AC-MIL (Action-Aware Capsule Multiple Instance Learning for Live-Streaming Room Risk Assessment) is a weakly supervised model for room-level risk assessment in live-streaming platforms. It is designed for scenarios where only binary room-level labels are available, while risk evidence is often sparse, localized, and manifested through coordinated behaviors across users and time.

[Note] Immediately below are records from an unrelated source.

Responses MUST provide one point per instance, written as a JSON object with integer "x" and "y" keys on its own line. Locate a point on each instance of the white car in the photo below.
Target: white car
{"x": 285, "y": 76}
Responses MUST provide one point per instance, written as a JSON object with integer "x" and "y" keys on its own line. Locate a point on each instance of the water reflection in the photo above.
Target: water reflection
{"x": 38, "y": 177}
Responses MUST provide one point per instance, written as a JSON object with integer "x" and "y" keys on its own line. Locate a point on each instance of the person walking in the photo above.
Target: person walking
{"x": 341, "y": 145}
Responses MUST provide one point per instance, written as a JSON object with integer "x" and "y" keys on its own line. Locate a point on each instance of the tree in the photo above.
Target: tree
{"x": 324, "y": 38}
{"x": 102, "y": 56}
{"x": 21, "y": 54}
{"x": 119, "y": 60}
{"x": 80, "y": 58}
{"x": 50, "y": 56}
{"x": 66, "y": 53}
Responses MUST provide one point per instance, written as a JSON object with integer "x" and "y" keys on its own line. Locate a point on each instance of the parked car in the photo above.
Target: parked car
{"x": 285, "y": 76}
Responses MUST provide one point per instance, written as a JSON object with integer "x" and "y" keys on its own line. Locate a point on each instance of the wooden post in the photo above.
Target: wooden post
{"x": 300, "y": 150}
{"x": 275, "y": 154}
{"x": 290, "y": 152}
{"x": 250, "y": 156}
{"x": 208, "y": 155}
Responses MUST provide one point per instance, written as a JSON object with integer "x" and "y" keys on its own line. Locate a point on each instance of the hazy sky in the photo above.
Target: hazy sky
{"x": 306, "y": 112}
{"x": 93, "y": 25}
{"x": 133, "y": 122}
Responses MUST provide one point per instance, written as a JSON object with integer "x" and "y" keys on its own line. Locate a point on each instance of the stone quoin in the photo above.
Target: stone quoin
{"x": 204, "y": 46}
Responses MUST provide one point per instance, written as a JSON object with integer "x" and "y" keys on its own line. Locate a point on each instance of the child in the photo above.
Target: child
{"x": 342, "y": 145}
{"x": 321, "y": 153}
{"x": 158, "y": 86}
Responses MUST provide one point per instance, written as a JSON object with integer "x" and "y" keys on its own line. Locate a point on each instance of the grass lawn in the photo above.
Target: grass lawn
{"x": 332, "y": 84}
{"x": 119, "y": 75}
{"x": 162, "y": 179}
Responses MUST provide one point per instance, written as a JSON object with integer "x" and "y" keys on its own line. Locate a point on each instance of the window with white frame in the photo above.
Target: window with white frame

AC-MIL formulates each live room as a Multiple Instance Learning (MIL) bag, where each instance is a user–timeslot capsule—a short action subsequence performed by a particular user within a fixed time window. The model produces:

  • a room-level risk score, indicating the probability that the room is risky, and
  • capsule-level attributions, providing interpretable evidence by highlighting suspicious user–time segments that contribute most to the prediction.

Key idea

Given a room’s action stream, we construct a 2D grid of capsules over users × timeslots. Each capsule summarizes localized behavioral patterns within a specific user–time window. AC-MIL then models:

  • temporal dynamics: how users’ behaviors evolve over time,
  • cross-user dependencies: interactions between viewers and the streamer, as well as coordination patterns among viewers,
  • multi-level signals: evidence captured at the action, capsule, user, and timeslot levels, and fuses these signals to produce robust room-level risk predictions.

Architecture overview

AC-MIL follows a hierarchical serial–parallel design:

  1. Action Field Encoder

    • Encodes the full action sequence with a Transformer to produce contextualized action embeddings.
    • Produces an action-level room representation via a learnable [CLS] token.
  2. Capsule Constructor

    • Partitions actions into user–timeslot capsules.
    • Encodes each capsule with an LSTM (final hidden state as capsule embedding).
  3. Relational Capsule Reasoner

    • Builds an adaptive relation-aware graph over capsules using emantic similarity and relation masks.
    • Runs a graph-aware Transformer to refine capsule embeddings.
    • Provides capsule-level interpretability via [CLS] → capsule attention.
  4. Dual-View Integrator

    • User-view: GRU over each user’s capsule sequence and attention pooling across users.
    • Timeslot-view: attention pooling within each timeslot and GRU across timeslots.
  5. Cross-Level Risk Decoder

    • Learns gates over multi-level room representations.
    • Produces the final room embedding and risk score.

Input / output specification

Input (conceptual)

Each dataset sample corresponds to a live room room_id with a binary room-level label room_label ∈ {0,1,2,3} (>0, risky).
A room is represented as an action sequence patch_list = {α_i} ordered by tuple (user, time), where each action follows the paper’s definition: α = (u, t, a, x) (user, timestamp, action type, and optional textual/multimodal feature).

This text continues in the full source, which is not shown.